Paper Number: 812
High dimensional data visualization helps data mining from well log data
Dong, S.Q.1, Zeng, L.B.1
1 China University of Petroleum-Beijing, 18 Fuxue Road Changping, Beijing, China and dshaoqun@qq.com.
___________________________________________________________________________
Reservoir properties are reflected in different well log responses. A better level of reservoir characterisation can be achieved if the many different types of responses used for interpretation can be integrated. However, high-dimensional datasets can be very difficult to visualize, which increases the difficulty for data mining from well logs, such as searching for criterion for lithology identification.

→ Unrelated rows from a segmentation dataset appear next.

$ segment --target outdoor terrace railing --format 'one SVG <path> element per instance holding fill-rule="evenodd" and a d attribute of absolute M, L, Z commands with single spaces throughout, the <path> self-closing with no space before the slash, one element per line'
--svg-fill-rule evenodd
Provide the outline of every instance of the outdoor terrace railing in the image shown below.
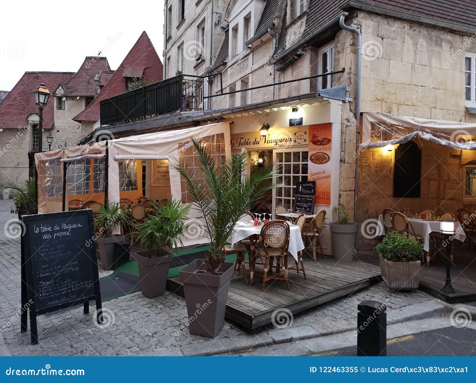
<path fill-rule="evenodd" d="M 180 75 L 100 102 L 101 125 L 203 110 L 204 77 Z"/>

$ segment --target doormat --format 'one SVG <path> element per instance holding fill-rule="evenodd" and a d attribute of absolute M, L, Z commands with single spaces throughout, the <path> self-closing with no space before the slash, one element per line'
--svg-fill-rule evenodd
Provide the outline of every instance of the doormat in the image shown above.
<path fill-rule="evenodd" d="M 99 285 L 101 300 L 104 301 L 139 291 L 140 279 L 138 274 L 119 271 L 99 279 Z"/>

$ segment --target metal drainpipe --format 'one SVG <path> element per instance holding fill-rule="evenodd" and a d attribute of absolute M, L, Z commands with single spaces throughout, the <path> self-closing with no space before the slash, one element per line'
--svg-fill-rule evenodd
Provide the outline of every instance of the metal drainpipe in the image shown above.
<path fill-rule="evenodd" d="M 349 27 L 344 22 L 345 17 L 348 15 L 348 12 L 344 12 L 340 16 L 339 24 L 343 29 L 348 30 L 354 33 L 357 37 L 357 73 L 356 76 L 356 123 L 357 124 L 357 142 L 356 143 L 356 173 L 355 186 L 354 189 L 354 221 L 357 222 L 357 197 L 358 195 L 358 159 L 359 159 L 359 143 L 360 139 L 360 75 L 361 75 L 361 59 L 362 48 L 362 37 L 360 31 L 357 28 Z M 357 240 L 357 236 L 356 236 Z"/>
<path fill-rule="evenodd" d="M 210 11 L 210 69 L 211 69 L 212 63 L 213 61 L 213 0 L 211 0 L 211 10 Z M 211 76 L 208 78 L 208 95 L 212 93 Z M 207 107 L 208 109 L 211 109 L 209 104 L 208 98 L 207 101 Z"/>

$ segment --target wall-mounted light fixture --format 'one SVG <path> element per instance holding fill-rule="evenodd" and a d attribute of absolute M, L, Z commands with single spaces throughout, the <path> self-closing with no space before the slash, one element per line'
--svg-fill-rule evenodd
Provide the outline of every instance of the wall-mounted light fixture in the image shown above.
<path fill-rule="evenodd" d="M 262 152 L 260 152 L 258 154 L 258 159 L 256 160 L 256 166 L 261 167 L 264 166 L 266 163 L 266 159 L 265 158 L 264 153 Z"/>
<path fill-rule="evenodd" d="M 263 126 L 261 126 L 261 128 L 259 129 L 259 134 L 261 135 L 262 137 L 266 137 L 268 135 L 268 131 L 269 130 L 269 124 L 263 124 Z"/>

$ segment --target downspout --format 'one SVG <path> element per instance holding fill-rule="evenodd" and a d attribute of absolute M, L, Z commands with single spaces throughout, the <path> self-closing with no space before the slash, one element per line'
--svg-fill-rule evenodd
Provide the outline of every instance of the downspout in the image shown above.
<path fill-rule="evenodd" d="M 345 30 L 355 34 L 357 38 L 357 72 L 356 75 L 356 123 L 357 128 L 357 138 L 356 142 L 356 172 L 355 186 L 354 188 L 354 221 L 357 222 L 357 198 L 358 196 L 358 159 L 359 159 L 359 143 L 360 142 L 360 80 L 361 80 L 361 59 L 362 48 L 362 37 L 360 31 L 357 28 L 349 27 L 344 22 L 345 17 L 348 15 L 348 12 L 344 12 L 340 16 L 339 24 L 340 27 Z M 357 240 L 357 236 L 356 236 Z M 357 249 L 357 248 L 356 248 Z"/>
<path fill-rule="evenodd" d="M 274 53 L 276 51 L 276 47 L 278 46 L 278 39 L 279 38 L 279 33 L 275 33 L 273 31 L 273 29 L 271 28 L 268 28 L 268 33 L 271 35 L 271 37 L 273 38 L 273 52 L 271 54 L 271 57 L 269 57 L 269 60 L 268 60 L 268 63 L 269 63 L 271 60 L 273 58 L 273 56 L 274 56 Z M 275 70 L 274 64 L 272 64 L 273 65 L 273 84 L 274 84 L 276 82 L 276 70 Z M 273 99 L 274 99 L 276 96 L 275 95 L 276 92 L 275 91 L 275 87 L 273 87 Z"/>
<path fill-rule="evenodd" d="M 212 64 L 213 62 L 213 0 L 211 0 L 211 4 L 210 5 L 210 68 L 212 67 Z M 211 95 L 212 93 L 211 89 L 211 83 L 212 83 L 212 77 L 210 76 L 208 78 L 208 94 Z M 207 101 L 207 109 L 210 105 L 208 105 L 208 100 L 210 99 L 208 98 Z"/>

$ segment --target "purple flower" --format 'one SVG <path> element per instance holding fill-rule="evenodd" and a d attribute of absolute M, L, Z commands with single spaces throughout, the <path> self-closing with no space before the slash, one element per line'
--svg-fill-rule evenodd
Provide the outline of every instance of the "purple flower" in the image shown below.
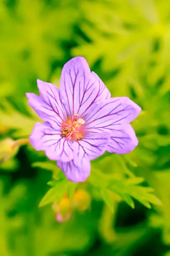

Problems associated with visualization of, and understanding of relationships in high-dimensional datasets hinders reservoir interpretation.
Figure 1: Taxonomy of dimensionality reduction methods.
Reduction of dimensionality is considered to be a solution since it facilitates classification, visualization, and compression of high dimensional data [1]. Recently, a large number of linear and nonlinear techniques for dimensionality reduction have been proposed. Figure.1 shows the taxonomy of techniques for dimensionality reduction. It is subdivided into linear and nonlinear techniques. These techniques can convert the high-dimensional data set X = {x1, x2, …, xn} into two or three-dimensional data Y ={y1, y2,…, ym} that can be displayed in a scatterplot [2].
The implementation of nonlinear techniques using well logs is suggested here. The aim is to obtain a projection similar to that shown in Figure 2, which employs a nonlinear, convex and sparse spectral method called locally linear embedding (LLE) that preserves the local structure of data. In this way the general topological structure of the original high dimensional space can be visualized. The novel dimensionality reduction techniques are compared with ordinary linear ones and summarize inherent weaknesses of the nonlinear dimensionality reduction techniques by both a theoretical and an empirical evaluation. This allows geologists to choose a proper dimensionality reduction method for their specific issues.
(a) (b) (c)
Figure 2: The process of dimensionality reduction by LLE. (a) The intrinsic function for the real-world problem. (b) The samples collected. (c) The feature distribution of (b) after dimensionality reduction.
References:
[1] Laurens van der Maaten et al. (2009) In: Dimensionality reduction: A comparative review: Journal of Machine Learning Research, 66-71.
[2] Laurens van der Maaten et al. (2008) In: Visualizing data using t-SNE: Journal of Machine Learning Research, 2579-2605.